Despite its conversion into a commercial entity, the Nigerian National Petroleum Company Limited (NNPC) is facing growing financial strain as weak and underperforming subsidiaries continue to accumulate inter-company debt, pushing total obligations owed to the parent company to N30.30tn.
An examination of NNPC’s 2024 audited financial statements shows that debts owed by subsidiaries, joint ventures and related entities jumped by 70.4 per cent, or N12.52tn, from N17.78tn in 2023 to N30.30tn as of December 31, 2024. The sharp rise has renewed concerns over the company’s liquidity management and long-term financial health.
Further analysis of the audited accounts revealed that much of the rising receivables came from core operating units, notably the refineries, trading arms and gas infrastructure subsidiaries. Of NNPC’s 32 subsidiaries, only eight were free of inter-company debt, leaving the majority reliant on financial support from the parent company.

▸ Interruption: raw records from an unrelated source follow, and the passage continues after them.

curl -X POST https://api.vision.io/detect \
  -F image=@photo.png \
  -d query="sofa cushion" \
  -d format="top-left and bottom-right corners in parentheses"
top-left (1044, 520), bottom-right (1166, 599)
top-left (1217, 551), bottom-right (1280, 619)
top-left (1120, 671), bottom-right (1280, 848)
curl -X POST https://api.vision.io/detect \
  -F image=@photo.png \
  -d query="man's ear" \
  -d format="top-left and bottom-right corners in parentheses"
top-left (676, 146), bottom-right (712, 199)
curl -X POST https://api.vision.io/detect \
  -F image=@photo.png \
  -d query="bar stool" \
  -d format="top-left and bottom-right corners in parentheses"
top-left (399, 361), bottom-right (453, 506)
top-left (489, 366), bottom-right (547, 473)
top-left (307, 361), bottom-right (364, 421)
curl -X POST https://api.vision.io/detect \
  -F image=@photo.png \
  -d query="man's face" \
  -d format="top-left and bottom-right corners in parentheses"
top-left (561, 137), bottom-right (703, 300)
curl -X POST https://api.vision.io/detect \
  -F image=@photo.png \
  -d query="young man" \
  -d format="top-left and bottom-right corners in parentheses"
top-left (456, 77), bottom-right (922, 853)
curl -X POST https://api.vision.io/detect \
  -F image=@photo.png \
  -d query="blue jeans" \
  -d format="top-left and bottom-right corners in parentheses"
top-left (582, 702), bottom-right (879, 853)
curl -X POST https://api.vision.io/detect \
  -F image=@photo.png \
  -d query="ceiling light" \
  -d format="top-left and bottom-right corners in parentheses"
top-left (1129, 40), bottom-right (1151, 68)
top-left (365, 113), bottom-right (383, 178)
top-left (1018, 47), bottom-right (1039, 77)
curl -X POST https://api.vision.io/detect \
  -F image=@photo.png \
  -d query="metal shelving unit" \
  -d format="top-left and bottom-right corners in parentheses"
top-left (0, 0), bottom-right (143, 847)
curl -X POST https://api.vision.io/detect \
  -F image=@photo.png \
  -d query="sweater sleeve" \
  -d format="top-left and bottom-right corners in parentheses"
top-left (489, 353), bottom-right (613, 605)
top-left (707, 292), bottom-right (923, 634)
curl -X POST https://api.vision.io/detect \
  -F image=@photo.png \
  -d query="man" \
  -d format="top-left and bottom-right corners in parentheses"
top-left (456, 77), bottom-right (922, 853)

The development comes amid ongoing concerns over the write-off of large debts owed by NNPC to the Federation Account and the company’s plans to divest non-core assets as part of its transformation into a profit-driven national oil company. Recently, President Bola Tinubu approved the cancellation of about $1.42bn and N5.57tn in legacy debts owed by NNPC to the Federation after a reconciliation exercise.
Announcing the company’s 2024 results, Group Chief Executive Officer, Bashir Bayo Ojulari, said NNPC posted a Profit After Tax of N5.4tn on revenue of N45.1tn, representing increases of 64 per cent and 88 per cent respectively compared with 2023. However, analysts note that the swelling inter-company debt highlights underlying liquidity and balance-sheet challenges that could undermine sustainability if not addressed.
The Port Harcourt Refining Company Limited topped the list of indebted subsidiaries, with obligations rising to N4.22tn in 2024 from N2.00tn in 2023, reflecting years of rehabilitation spending and prolonged downtime. Kaduna Refining and Petrochemical Company Limited followed with N2.39tn, up from N1.36tn, while Warri Refining and Petrochemical Company Limited owed N2.06tn, compared with N1.17tn a year earlier.
Although these refineries have undergone multiple turnaround maintenance programmes, they have yet to operate sustainably at commercially viable levels and remain heavily dependent on funding from the parent company.
NNPC Trading SA also featured prominently, owing N19.15tn in 2024, more than double the N8.57tn recorded in the previous year. Other subsidiaries with notable receivables included NNPC Gas Infrastructure Company Limited, Nigerian Pipelines and Storage Company Limited, and several power, shipping and marketing entities.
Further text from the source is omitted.